SQL2043N 与 linux的randomize_va_space特性

时间:2022-03-14 04:06


[db2inst1@limt ~]$ db2 ? SQL2043N

SQL2043N  Unable to start a child process or thread.
Unable to start up the child processes or threads required during the
processing of a database utility. There may not be enough available
memory to create the new process or thread. The utility stops
User response: 
Ensure the system limit for number of processes or threads has not been
reached (either increase the limit or reduce the number of processes or
threads already running). Ensure that there is sufficient memory for the
new process or thread. Resubmit the utility command  

从描述看好像是数据库在申请内存的时候失败,但是内存应该很充裕 ,redhat4.6的时候是16G,升级到redhat5.5    
中发现组内其他系统也会偶尔出现SQL2043N,看来这似乎并不是一个偶尔现象 ,晚上就回家百度一下 SQL2043N,获得

ASLR or Address Space Layout Randomization is a feature that is activated by default on some of the newer linux distributions. It is designed to load shared memory objects in random addresses.

In DB2, multiple processes map a shared memory object at the same address across the processes. It was found that DB2 cannot guarantee the availability of address for the shared memory object when ASLR is turned on.
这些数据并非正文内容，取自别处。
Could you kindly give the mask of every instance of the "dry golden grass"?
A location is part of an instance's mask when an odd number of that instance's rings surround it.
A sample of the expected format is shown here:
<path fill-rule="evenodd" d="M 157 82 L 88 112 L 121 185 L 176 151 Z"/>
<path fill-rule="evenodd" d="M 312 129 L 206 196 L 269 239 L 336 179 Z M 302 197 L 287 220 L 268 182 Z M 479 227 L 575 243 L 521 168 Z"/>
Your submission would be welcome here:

Important note: DB2 10.1 has been enhanced so that ASLR can be safely enabled.
This conflict in the address space means that a process trying to attach a shared memory object to a specific address may not be able to do so, resulting in a failure in shmat subroutine. However, on subsequent retry (using a new process) the shared memory attachment may work. The result is a random set of failures. Some processes that have been known to see this error are: db2pd, db2egcf, and db2vend.
Some of the behaviors seen include the following:
For the db2pd command, it will report no data found even through the instance / database is active:
Database SAMPLE not activated on database partition 0.

For the db2egcf process, used for HA monitoring, the db2egcf may incorrectly determine the instance is down and initiate a failover.

For the db2vend process, backup and log archive methods might fail with an error indicating a child process could not be started:
SQL2043N  Unable to start a child process or thread.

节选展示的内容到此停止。